El naufragio que entre 1985 y 1990 presidió Alan García en Perú, caracterizado por la corrupción, la estatización de la banca comercial y una descomunal inflación, no fue obstáculo para que 16 años después se impusiera al socialista Ollanta Humala y ocupara por segunda ocasión la Casa de Pizarro. La decisión electoral de los peruanos fue la mejor, pues esta vez García ha encabezado una excelente gestión.

 Todo indica que aquí sucederá lo mismo en mayo del 2012. El nivel de respaldo popular de Hipólito Mejía supera actualmente el 60%, y las mediciones coinciden en que tiene espacio para seguir creciendo. De hecho, muchos que juraron en el 2004 no votar jamás por el PRD, están entusiasmados con la idea de que el exmandatario retome el poder.  

El emplazamiento que le hizo Vinicio Castillo al senador Felix Bautista para que diese a conocer una supuesta auditoria que alegadamente revela irregularidades en una entidad pública durante el período 2000-2004, peca de extemporáneo.
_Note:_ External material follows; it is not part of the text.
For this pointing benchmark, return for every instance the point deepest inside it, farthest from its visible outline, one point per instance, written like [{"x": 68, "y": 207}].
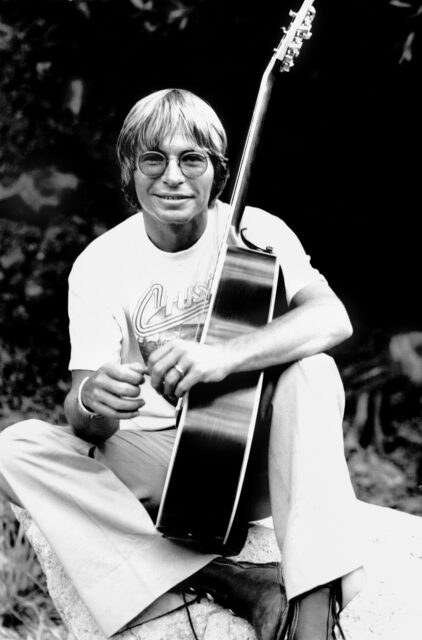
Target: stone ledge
[{"x": 389, "y": 607}]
Siete años  hace que el PLD asumió el mando, y si en tanto tiempo no se le han formulado acusaciones,  hacerlo ahora que Hipólito arranca  aplausos populares, es un tremendismo con tufo politiquero.

 Peor aún, al asegurar que funcionarios de este gobierno subvencionaron económicamente la campaña interna de Hipólito, el hijo del nada menos que  Presidente de la Comisión Nacional de Ética, que además funge como mentor de José Tomás Pérez, precandidato  del PLD, entonó un discordante karaoke moralizante. Aunque no es el caso de Vinicio, la resurrección política de Alan García tiene preocupada a gente que se había precipitado a levantarle acta de defunción política a Hipólito. Es estéril todo cuestionamiento tardío a su administración, y no evitará que él siga adueñándose de la intención colectiva de concederle, como lo hicieron los peruanos  con el APRA, una oportunidad para reivindicarse.